18 thoughts on “Does Solving Energy Poverty Help Solve Poverty? Not Quite. Leave a comment

  1. Catherine, I would anticipate the results your study returned given what you describe as its hypothesis and design. Grid electricity is useless without something to plug into it – like giving a dehydrated castaway an empty bottle. Household occupants who had never used it would need to be familiarized with how it works, its dangers, what appliances are available, and their cost.

    Community access is another story. Food supply, healthcare, and running water are communal needs met with exponentially greater facility with a robust supply of electricity, even if it doesn’t work all the time. A refrigerator at a local grocery keeps food fresh; an autoclave in a doctor’s office sterilizes tools for surgery and inoculations; an electric pump at a village well provides abundant fresh water for human consumption and agriculture.

    Directing generation and transmission not to households but to community resources first would permit electrification programs to reap maximum benefit.

  2. Thanks for the fascinating research, Dr. Wolfram.
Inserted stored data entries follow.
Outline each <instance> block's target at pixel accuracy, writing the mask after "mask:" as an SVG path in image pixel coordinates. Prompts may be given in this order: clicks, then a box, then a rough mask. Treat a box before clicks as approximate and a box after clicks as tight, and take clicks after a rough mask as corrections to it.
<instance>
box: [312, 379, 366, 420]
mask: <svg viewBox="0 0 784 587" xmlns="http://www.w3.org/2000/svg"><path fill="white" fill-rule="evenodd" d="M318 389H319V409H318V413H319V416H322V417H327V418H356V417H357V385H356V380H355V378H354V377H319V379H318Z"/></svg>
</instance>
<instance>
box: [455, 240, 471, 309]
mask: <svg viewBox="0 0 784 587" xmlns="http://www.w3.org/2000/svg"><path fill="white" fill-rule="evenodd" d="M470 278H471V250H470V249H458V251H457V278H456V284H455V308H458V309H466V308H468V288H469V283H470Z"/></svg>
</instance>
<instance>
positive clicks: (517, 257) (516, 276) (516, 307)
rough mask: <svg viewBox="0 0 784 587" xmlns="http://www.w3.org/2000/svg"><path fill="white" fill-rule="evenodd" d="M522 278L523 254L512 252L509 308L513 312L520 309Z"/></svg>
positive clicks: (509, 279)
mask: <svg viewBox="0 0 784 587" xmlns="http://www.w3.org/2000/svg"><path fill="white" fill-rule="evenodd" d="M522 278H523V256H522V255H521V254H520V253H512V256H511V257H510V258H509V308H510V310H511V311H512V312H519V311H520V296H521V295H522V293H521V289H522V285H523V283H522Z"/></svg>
    It seems that if the demand after 18 months of interconnection is only 3kWh/month, then perhaps grid interconnection at a cost of $1k a pop is not a cost-effective energy intervention. A small solar panel and battery system (and I do mean small — 20W panel would yield 3 kWh/month assuming 20% c.f.) would be better matched to the use.

    Also, I wonder if a more system-based approach would yield better results, in which the homes were equipped not only with the interconnection, but also a handful of devices to make use of it. I’m really curious to know what these folks did with their 3kWh. At that level, for example, is it even possible these folks were able to use refrigeration?

    Anyway, thanks for the fascinating work!

  3. This is a useful counterpoint against the hubris of those who tout electrification as a cure for poverty. Poor people have a comparative advantage in living where (implicit) rents and utility bills are low, i.e. in unelectrified areas. Giving poor households the option to pay a high utility bills is not a promising strategy of poverty alleviation and is likely to lead to rate subsidies, thereby throwing good money after bad – another example of Black Hole Economics. Moreover, electrification is likely to result in higher explicit or implicit rents and will make some households worse off, e.g. by inducing the clearance of squatter areas.

  4. I innocently asked this question on my first day as a student at RAEL UCBerkeley c. 2001 and learned pretty quickly that it wasn’t an appropriate question to ask. (Pun intended.) I appreciate your efforts trying to shed light on a very complicated issue.

  5. these efforts need to be sustainable – as in maintenance, upgrades, etc. otherwise most such initiatives help alleviate the poverty of the NGOs. just like microfinance is great for the lenders, not so much for the borrowers – usually.

    if sustained and coordinated with other complementary infrastructure initiatives – education, communication, health, transportation, etc,

    education, energy and communication are the key in tdevelopment

  6. 18 months to see the impact of electricity at rural setup, isn’t it bit early? Electricity plays a catalytic role in economic development at rural area. If they had good connection to road, access to finance to set-up small business or skill trainings and linkages to market then I am sure the impact would be much higher and quicker. But, the question here is what is the cost of lifting out people from poverty, should we necessarily invest in all these activities. Now a days the discussion on cash transfer is re-gaining the popularity.Is it the best way to end or reduce poverty? Not an easy question.

    However, really good work. Where can I find the original paper to read?